Foto: ANTARA FOTO/Wahdi Septiawan
Foto udara kapal tongkang melintasi Jembatan Muara Sabak yang diselimuti kabut asap akibat kebakaran hutan dan lahan (karhutla) di Tanjung Jabung Timur, Jambi, Selasa (27/8/2024).

REPUBLIKA.CO.ID, JAKARTA - Pemerintah Indonesia menawarkan pengembangan produk turunan (hilirisasi) di sektor batu bara kepada Cina. Hilirisasi itu seperti peningkatan kualitas, briket batu bara, pembuatan kokas, dan batu bara cair  guna memacu dekarbonisasi, sekaligus menurunkan gas rumah kaca.

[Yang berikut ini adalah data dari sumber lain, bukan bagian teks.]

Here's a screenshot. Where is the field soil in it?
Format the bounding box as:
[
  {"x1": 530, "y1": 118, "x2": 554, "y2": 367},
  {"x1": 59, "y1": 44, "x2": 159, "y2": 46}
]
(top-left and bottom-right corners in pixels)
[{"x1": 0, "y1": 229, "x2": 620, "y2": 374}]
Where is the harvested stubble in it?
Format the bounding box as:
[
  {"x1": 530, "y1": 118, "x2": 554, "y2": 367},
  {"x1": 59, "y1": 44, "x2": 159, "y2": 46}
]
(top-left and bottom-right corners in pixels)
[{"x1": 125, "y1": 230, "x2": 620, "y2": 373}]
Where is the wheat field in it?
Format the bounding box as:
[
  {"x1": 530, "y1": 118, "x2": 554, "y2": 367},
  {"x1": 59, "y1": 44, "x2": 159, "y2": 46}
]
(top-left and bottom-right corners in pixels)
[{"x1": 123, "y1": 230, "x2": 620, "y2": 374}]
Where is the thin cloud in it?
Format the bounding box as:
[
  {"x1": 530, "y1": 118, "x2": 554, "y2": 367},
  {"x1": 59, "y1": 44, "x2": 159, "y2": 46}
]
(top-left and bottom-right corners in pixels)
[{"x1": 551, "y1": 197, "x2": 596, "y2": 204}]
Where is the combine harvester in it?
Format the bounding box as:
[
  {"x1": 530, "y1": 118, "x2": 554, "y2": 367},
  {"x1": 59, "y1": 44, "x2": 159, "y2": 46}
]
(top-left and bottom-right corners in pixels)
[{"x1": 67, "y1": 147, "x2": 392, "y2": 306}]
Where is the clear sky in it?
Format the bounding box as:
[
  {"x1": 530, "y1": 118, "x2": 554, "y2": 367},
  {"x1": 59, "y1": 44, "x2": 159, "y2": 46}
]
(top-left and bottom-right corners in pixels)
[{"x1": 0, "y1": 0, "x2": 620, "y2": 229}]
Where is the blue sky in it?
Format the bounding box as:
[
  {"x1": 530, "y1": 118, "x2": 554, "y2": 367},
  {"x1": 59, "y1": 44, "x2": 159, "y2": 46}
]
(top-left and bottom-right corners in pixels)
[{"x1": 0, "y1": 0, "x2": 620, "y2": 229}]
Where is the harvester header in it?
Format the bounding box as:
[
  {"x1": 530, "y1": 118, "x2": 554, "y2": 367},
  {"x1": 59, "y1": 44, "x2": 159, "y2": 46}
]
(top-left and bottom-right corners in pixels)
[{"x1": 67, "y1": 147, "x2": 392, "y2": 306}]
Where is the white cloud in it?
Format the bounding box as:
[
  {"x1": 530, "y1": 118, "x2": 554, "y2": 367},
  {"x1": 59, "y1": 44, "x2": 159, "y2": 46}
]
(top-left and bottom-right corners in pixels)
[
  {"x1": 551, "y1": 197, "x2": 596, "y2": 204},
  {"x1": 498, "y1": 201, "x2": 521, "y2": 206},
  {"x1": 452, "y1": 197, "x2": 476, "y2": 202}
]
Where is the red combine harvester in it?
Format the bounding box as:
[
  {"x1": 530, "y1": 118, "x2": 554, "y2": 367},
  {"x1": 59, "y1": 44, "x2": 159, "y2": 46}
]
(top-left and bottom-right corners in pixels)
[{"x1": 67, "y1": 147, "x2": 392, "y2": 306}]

Pelaksana Tugas (Plt) Direktur Jenderal Mineral dan Batu Bara Kementerian ESDM Bambang Suswantono dalam pernyataannya di Jakarta, Rabu (4/9/2024) mengatakan, penawaran tersebut bagian dari komitmen Indonesia dalam mengurangi target efek rumah kaca pada pembangunan nasional sebagai ratifikasi Perjanjian Paris dengan mengurangi konsumsi batu bara secara bertahap dan pengembangan dalam bentuk lain.

Baca Juga

"Salah satu kebijakan dalam pengelolaan batu bara adalah melakukan pengurangan penggunaan batu bara bersamaan dengan pengakhiran dari PLTU batu bara serta mengembangkannya dalam menjadi bentuk lain, khususnya gas untuk memenuhi kebutuhan elpiji dan industri kimia lainnya seperti pupuk," kata dia.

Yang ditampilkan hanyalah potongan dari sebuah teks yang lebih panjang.